(Photograph I instagrammed – shallow, I know – the evening the book arrived. That’s my midnight snack)
I won’t lie – I started this book only because I wanted to watch the movie. It’s been sitting on the external hard disk for so long and I wanted to know if I should keep it, or delete it to make space for other movies. I have a rule – I don’t watch movie adaptations before I’ve read the book. And now that I’ve read Ishiguro’s masterpiece, I don’t know if I’ll be comfortable watching the film (To hell with the drama! I’ll watch it, anyway). The book was great. And great is an understatement.
There are two things – a book with an unrequited love story, and a Byronic hero: world-weary, emotionally-conflicted, charismatic – that make me go weak in the knees.

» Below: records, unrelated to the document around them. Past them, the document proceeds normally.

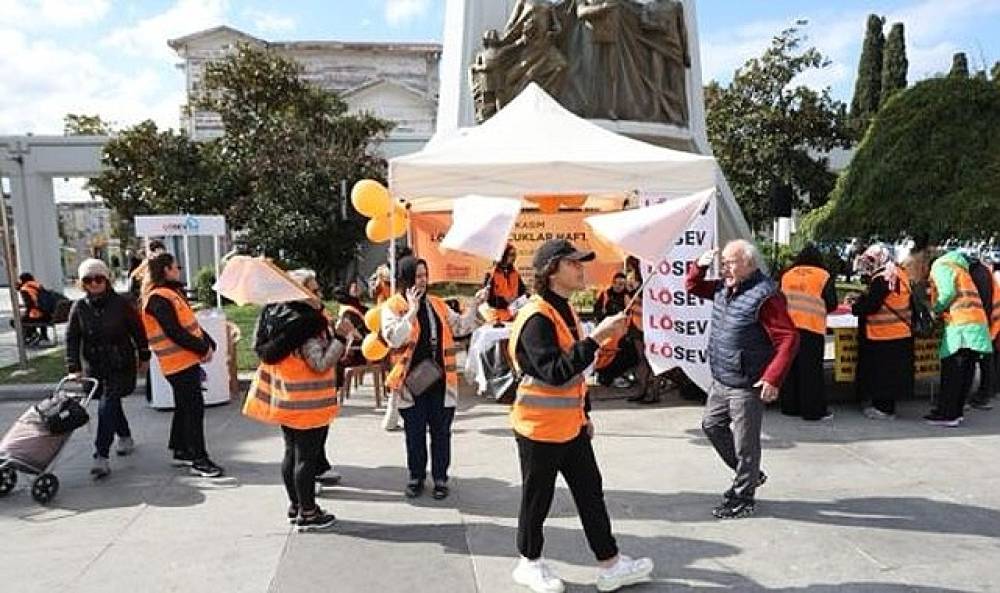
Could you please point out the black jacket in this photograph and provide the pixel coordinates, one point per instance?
(103, 335)
(283, 328)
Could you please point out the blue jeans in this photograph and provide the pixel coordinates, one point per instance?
(428, 411)
(110, 421)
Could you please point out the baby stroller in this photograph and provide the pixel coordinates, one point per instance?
(33, 443)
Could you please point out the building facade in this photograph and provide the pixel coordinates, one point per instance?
(394, 81)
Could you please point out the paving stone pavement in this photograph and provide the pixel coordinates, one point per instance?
(852, 505)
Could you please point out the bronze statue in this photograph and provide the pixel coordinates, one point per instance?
(602, 59)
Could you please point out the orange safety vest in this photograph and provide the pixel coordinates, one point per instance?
(506, 288)
(292, 394)
(400, 357)
(543, 412)
(886, 325)
(34, 289)
(995, 312)
(967, 308)
(803, 289)
(173, 358)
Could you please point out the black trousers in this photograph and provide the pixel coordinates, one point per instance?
(540, 462)
(957, 372)
(303, 452)
(187, 431)
(428, 412)
(804, 390)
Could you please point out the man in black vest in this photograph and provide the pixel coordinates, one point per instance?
(751, 348)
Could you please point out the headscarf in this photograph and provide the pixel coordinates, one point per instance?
(406, 271)
(877, 261)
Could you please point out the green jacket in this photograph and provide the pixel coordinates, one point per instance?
(974, 336)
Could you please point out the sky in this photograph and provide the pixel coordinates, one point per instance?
(111, 57)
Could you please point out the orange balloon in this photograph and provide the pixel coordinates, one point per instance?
(379, 230)
(373, 348)
(400, 221)
(373, 319)
(371, 198)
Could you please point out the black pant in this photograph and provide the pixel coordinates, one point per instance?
(428, 411)
(804, 390)
(540, 463)
(957, 372)
(987, 378)
(110, 421)
(303, 451)
(187, 431)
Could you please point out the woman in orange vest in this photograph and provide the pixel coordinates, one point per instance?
(551, 423)
(295, 388)
(504, 286)
(180, 346)
(884, 370)
(420, 329)
(811, 292)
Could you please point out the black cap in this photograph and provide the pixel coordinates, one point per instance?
(555, 249)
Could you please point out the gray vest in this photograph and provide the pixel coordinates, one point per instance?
(739, 348)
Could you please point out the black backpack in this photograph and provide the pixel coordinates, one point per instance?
(62, 413)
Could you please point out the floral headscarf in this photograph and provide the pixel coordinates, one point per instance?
(877, 261)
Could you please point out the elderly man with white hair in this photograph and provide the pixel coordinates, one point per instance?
(751, 348)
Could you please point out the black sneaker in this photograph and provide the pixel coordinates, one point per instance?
(414, 488)
(182, 459)
(761, 480)
(734, 508)
(318, 520)
(440, 491)
(206, 468)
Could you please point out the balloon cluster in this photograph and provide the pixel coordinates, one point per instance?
(374, 347)
(549, 204)
(370, 198)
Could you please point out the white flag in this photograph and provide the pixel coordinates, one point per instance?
(481, 225)
(649, 232)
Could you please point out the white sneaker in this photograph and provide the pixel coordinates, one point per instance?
(537, 576)
(125, 446)
(624, 572)
(876, 414)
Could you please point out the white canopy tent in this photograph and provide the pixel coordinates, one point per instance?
(536, 146)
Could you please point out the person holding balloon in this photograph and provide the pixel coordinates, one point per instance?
(420, 330)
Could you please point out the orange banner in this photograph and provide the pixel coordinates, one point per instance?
(531, 230)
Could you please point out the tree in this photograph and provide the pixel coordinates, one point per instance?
(148, 171)
(764, 131)
(287, 146)
(868, 87)
(894, 63)
(75, 124)
(959, 65)
(930, 164)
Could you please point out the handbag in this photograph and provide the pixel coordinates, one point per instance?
(61, 413)
(421, 377)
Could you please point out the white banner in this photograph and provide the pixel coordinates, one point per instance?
(677, 324)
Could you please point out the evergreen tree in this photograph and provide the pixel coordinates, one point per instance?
(894, 63)
(868, 87)
(959, 65)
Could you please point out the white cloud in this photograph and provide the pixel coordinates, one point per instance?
(398, 12)
(270, 22)
(43, 82)
(148, 37)
(45, 14)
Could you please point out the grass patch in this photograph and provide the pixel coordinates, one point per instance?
(45, 368)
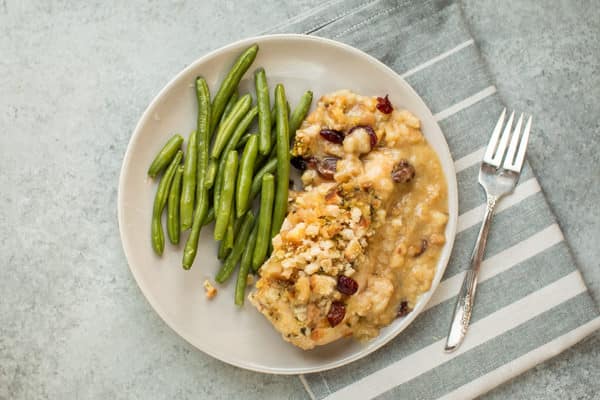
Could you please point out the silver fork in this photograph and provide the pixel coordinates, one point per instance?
(497, 179)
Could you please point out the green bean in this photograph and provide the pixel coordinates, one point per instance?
(223, 251)
(230, 83)
(300, 113)
(210, 217)
(160, 200)
(231, 145)
(246, 260)
(273, 119)
(211, 173)
(232, 230)
(202, 199)
(239, 131)
(243, 140)
(228, 126)
(232, 100)
(264, 221)
(264, 111)
(245, 172)
(188, 191)
(236, 253)
(268, 168)
(283, 161)
(224, 207)
(173, 227)
(165, 155)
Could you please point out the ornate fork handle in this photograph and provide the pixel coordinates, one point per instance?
(466, 296)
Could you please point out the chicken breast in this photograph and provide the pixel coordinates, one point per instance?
(360, 243)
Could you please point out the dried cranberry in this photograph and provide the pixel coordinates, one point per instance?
(403, 172)
(347, 285)
(336, 313)
(370, 131)
(384, 105)
(332, 135)
(299, 163)
(327, 167)
(404, 310)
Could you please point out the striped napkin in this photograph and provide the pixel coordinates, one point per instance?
(531, 300)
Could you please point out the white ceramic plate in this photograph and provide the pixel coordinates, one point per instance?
(243, 337)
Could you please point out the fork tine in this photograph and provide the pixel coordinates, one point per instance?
(503, 141)
(518, 164)
(514, 144)
(489, 151)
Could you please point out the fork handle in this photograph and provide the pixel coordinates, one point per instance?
(466, 295)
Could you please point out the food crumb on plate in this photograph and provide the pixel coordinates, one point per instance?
(210, 290)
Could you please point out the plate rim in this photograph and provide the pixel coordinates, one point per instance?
(451, 227)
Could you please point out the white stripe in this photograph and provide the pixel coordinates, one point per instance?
(436, 59)
(307, 387)
(475, 215)
(500, 262)
(466, 103)
(519, 365)
(480, 332)
(469, 160)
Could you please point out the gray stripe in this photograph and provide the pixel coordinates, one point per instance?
(451, 80)
(504, 348)
(471, 128)
(317, 19)
(432, 325)
(431, 35)
(511, 227)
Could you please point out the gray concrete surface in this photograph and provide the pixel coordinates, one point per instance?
(74, 79)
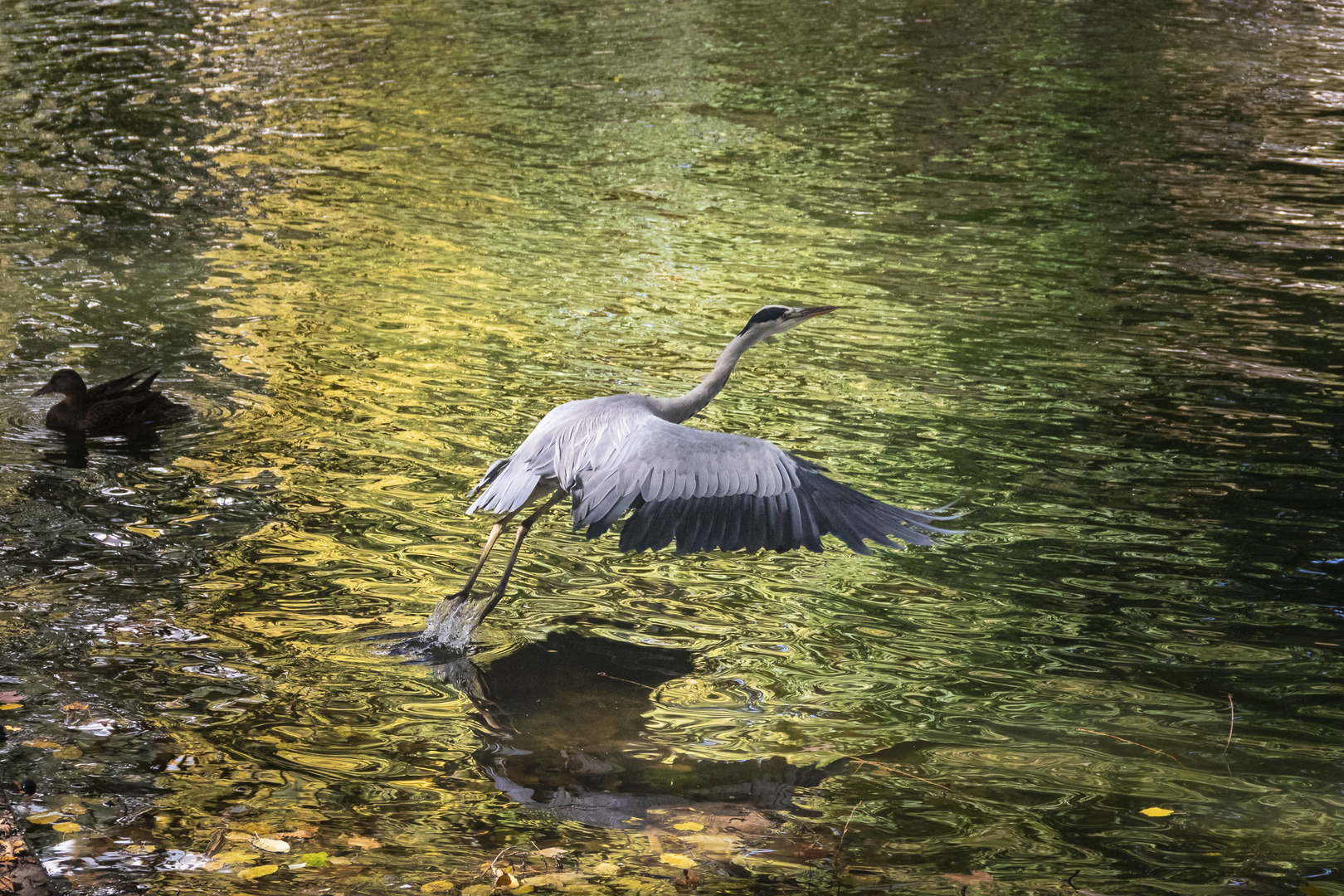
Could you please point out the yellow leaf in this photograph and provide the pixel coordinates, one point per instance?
(258, 871)
(270, 845)
(45, 818)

The Remains of the Day gave me both. The story is about Stevens, a butler of Darlington Hall, who embarks on a vacation. This holiday is his first time away from Darlington Hall in several years and the protagonist-narrator cannot but go back repeatedly to anecdotes about his time there. He is a principled man, dutiful and has achieved a certain amount of ‘dignity’ that his profession demands. It is also this very duty that has estranged him of his love for Miss Kenton. The journey from Darlington Hall to Weymouth is his journey from his present to his past – from the consequences to the sacrifices he made at a time when history was going through enormous changes and he believed that his service, his employer needed more attention than his own life and matters of the heart.
I was told that the book would be slow. Mostly because of how elaborate the prose is. But it isn’t. It is beautiful. Almost like someone’s life unfolding in a quick motion, right before your own eyes.